Finalmente, Winston será encarcelado y sometido a un duro y cruel proceso de reeducación, del que se encargará el malvado e inteligente O’Brien. En tu reintegración, dice O’Brien a Winston, debemos pasar por tres etapas: “primero aprender, luego comprender y, por último, aceptar”. Lo que el protagonista de 1984 debía comprender, para más tarde aceptar, es que el individuo no vale nada en sí mismo, que “el ser humano es derrotado siempre que está solo, siempre que es libre”, que “la esclavitud es la libertad” y que sólo “si el hombre logra someterse plenamente, si puede escapar de su propia identidad, si es capaz de fundirse con el Partido de modo que él es el Partido, entonces será todopoderoso e inmortal ”.

La inteligencia y el poder de O’Brien terminarán con la resistencia heroica de Smith que, tras comprender, aceptará con lágrimas su derrota.

En el año 2001, una profesora de secundaria de Lengua castellana y literatura, Mercedes Rosúa publicó un libro, “El archipiélago Orwell”, sobre los efectos que la aplicación de la Ley Orgánica General del Sistema Educativo (LOGSE) había tenido en la enseñanza media española.

No pudo estar más acertada Rosúa en la elección del título de su libro.
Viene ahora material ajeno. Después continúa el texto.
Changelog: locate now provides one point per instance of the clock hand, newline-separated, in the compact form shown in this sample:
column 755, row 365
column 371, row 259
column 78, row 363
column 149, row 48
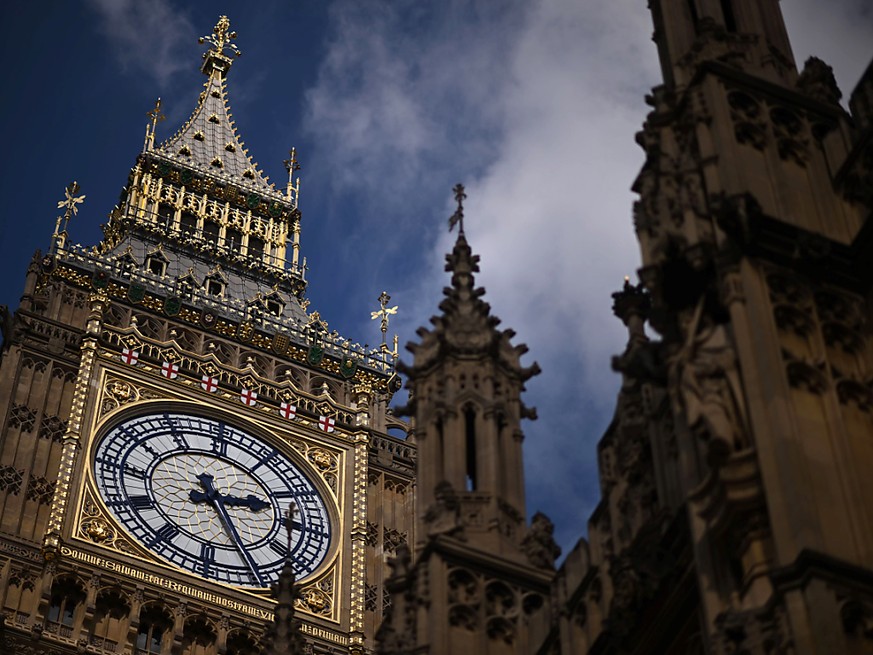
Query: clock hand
column 252, row 502
column 211, row 494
Con la LOGSE, el mundo educativo, con sus múltiples expertos en educación para la salud, educación medioambiental, educación para la ciudadanía, educación para la paz, educación vial, constituyó una especie de islote apartado, encerrado en sí mismo, en el que se implantó una jerga peculiar que, como la neolengua orwelliana, en un principio, sirvió para separar a los simpatizantes de los críticos, más tarde permitió identificar y marginar a los heréticos y ahora, pasados ya más de veinte años, ha sido aceptada por expertos, técnicos, pedagogos y administradores de la educación.

Aquella jerga que empezó siendo ridícula y sobre la que se escribieron artículos y se hicieron chascarrillos (recuérdese aquel que ironizaba sobre los segmentos de ocio en que se habían convertido los recreos), hoy es imprescindible para que los expertos, burócratas, profesionales y otros miembros del mundo de la educación se entiendan entre ellos.

Veinte años después de la imposición de aquella neolengua logsista no se producen ya transgresiones, se ha automatizado totalmente y existe una inconfensable autocensura. A nadie se le ocurre, por ejemplo, volver a llamar “asignatura” a las asignaturas sino áreas, materias o módulos. Sólo un ignorante llamaría hoy “programa” a los programas, porque todo el mundo sabe que “currículo” tiene un significado mucho más rico y complejo. Sólo un imprudente se atrevería a decir, si es que queda alguien que lo piensa, que la palabra programa era mucho más clara y elocuente a la hora de expresar qué es lo que un alumno debe aprender y un maestro enseñar de una determinada asignatura. Nadie osará llamar examen a un examen pues sería tachado inmediatamente de segregador, elitista y autoritario.

Si se pide hoy a un experto en temas educativos que escriba algo con un lenguaje que cualquiera pueda entender, el bloqueo es de tal calibre que después de una larga jornada de trabajo entrega dos cuartillas en un galimatías que intenta ser literario pero que resulta indescifrable. La mentalidad gramofónica de la que hablaba Orwell se ha impuesto y los expertos en educación sólo son capaces de producir discos iguales con una sintonía psicopedagógica y burocrática que todos dicen comprender pero que ninguno es capaz de explicar. Si algún resistente del viejo idioma, simulando cierta humildad, pregunta a uno de estos expertos por el significado de lo que dice, éste sólo será capaz de repetir de principio a fin, el mismo párrafo y con idénticas palabras.